Iconic Artists Donate Work to Help Get Out the Vote

Planyourvote.org, an artistic initiative, empowers citizens to exercise their voting rights

| 07 Oct 2020 | 03:05

“The people have the power, To redeem the work of fools, Upon the meek the graces shower, It’s decreed the people rule.” The anthem, “People Have the Power,” written in 1988 by Patti Smith and Fred “Sonic” Smith, has been sung around the world in hope, defiance, protest and support by choirs, on streets, and by Patti Smith at the Rock & Roll Hall of Fame. Now Smith recites it to accompany a video in which hands composed of the word “vote” flash and float across the screen.

They are among many hands reaching out from contemporary artists and arts organizations on planyourvote.org. Dozens of museums and more than sixty visual artists from all over the country have donated time, creativity and their artworks. Some are world famous, some may be a bit less so, but all are ardent in supporting the organization devoted to making sure that everyone who wants to vote can do so.

Art has long played an important role in politics. Names and faces gaze down from hieroglyphs. Roman rulers are immortalized in stone. In modern times, it’s not unusual for political messages to take the form of images on buttons, banners, posters and bumper stickers. What is unusual is for those images to be created by some of the most renowned and respected artists of the day.

Julie Mehretu is a contemporary painter who creates layered, energetic abstractions she’s referred to as “story maps of no location.” She’s the recipient of a MacArthur “Genius” grant as well as a U.S. Medal of the Arts, and she’s among Time Magazine’s 2020 “100 Most Influential People.” The Whitney, The Met, and MoMA all own works by Mehretu. Now, I do too. It’s a small, square composition with enigmatic markings suspended above dusk-hued background, similar to pieces in her recent solo show at LACMA. I downloaded it for free and printed it.
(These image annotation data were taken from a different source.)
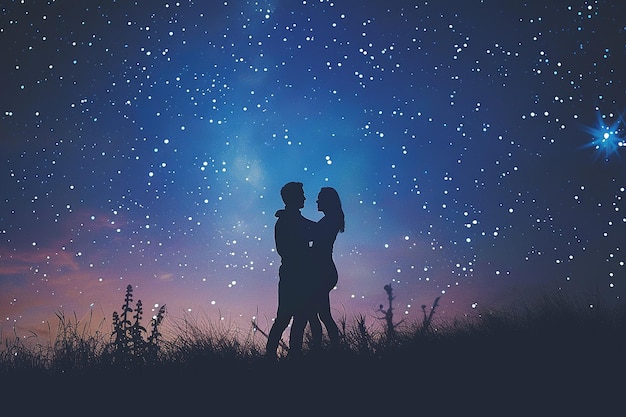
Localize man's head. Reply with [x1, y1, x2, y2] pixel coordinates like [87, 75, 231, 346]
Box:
[280, 181, 306, 209]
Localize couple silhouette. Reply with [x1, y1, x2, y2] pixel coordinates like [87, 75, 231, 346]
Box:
[265, 182, 345, 358]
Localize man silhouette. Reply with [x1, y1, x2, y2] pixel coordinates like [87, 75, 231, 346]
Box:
[265, 181, 321, 358]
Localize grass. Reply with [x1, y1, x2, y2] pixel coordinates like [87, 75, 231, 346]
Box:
[0, 288, 626, 417]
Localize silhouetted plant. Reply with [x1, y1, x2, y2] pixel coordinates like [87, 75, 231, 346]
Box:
[112, 285, 165, 365]
[420, 297, 441, 334]
[378, 284, 404, 346]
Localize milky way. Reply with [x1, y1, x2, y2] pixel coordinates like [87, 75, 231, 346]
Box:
[0, 0, 626, 335]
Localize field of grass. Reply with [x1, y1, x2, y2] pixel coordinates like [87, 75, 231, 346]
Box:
[0, 288, 626, 417]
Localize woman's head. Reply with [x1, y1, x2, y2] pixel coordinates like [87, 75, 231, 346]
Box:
[317, 187, 345, 232]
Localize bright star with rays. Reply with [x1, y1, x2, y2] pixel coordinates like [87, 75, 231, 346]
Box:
[586, 113, 626, 160]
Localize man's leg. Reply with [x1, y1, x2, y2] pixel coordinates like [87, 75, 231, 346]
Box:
[265, 313, 291, 358]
Mehretu’s work, like all of the artist’s images, includes the text “planyourvote.org” to direct viewers to the website that contains links and information about registering to vote, finding polling places, requesting absentee ballots, and more. Planyourvote.org is a non-partisan public library of voting advocacy artworks, made available to all. In fact, the more, the better, they state. “Help connect and mobilize our communities by sharing widely with friends and family so everyone has a voting strategy and is vote ready,” the organization says, adding “Now, more than ever, it’s urgent to plan your vote.”
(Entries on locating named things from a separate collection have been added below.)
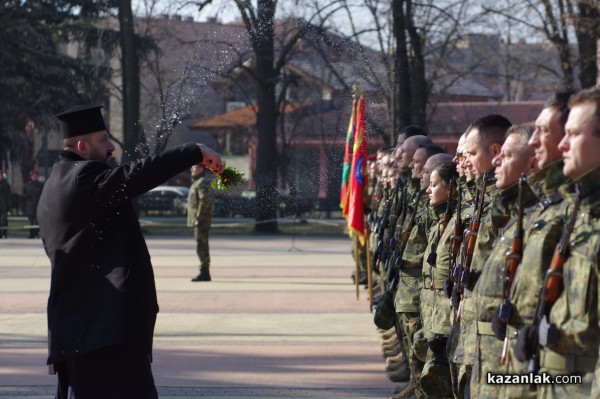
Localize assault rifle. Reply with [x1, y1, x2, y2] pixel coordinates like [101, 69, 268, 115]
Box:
[388, 190, 423, 281]
[500, 173, 527, 364]
[448, 184, 463, 283]
[439, 178, 457, 236]
[427, 178, 456, 289]
[385, 184, 408, 273]
[456, 171, 490, 321]
[527, 185, 581, 392]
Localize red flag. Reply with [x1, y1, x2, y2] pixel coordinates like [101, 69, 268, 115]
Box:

The works are available with just a click, and once you’ve got them, you can print, post, tweet, tweak, or transfer them to a tee shirt or coffee mug. It’s up to you what you want to do with the art. What the artists and organizations want is to get the word out and encourage and enable citizens to exercise their right to vote.

Jenny Holzer’s conceptual art delivers ideas through words. Her messages, often taken from other sources, have been carved in stone, emblazoned on the banks of the Tiber River in Rome, and recently projected onto Rockefeller Center. For this project she created a text that seems to roll endlessly forward, proclaiming “Intelligence is the ability to adapt to change.” The Guerrilla Girls, Sanford Biggers, Laurie Simmons, Robert Longo, Calida Rawles, Robert Wilson, Wangechi Mutu, and Michael Stipe of R.E.M. are some of the artists who’ve contributed work; more are being added as the project continues.

With paintings, photographs, sculptures and drawings, portraits, poetry, video, music, and text, just about every form of art is included in an effort to make sure every voice is heard. In a divisive, difficult time, these artists have come together to make sure the people can also come together and choose. It’s all about democracy. In the final image of Patti Smith’s video, at the center, are the words “Vote. It’s in our hands.”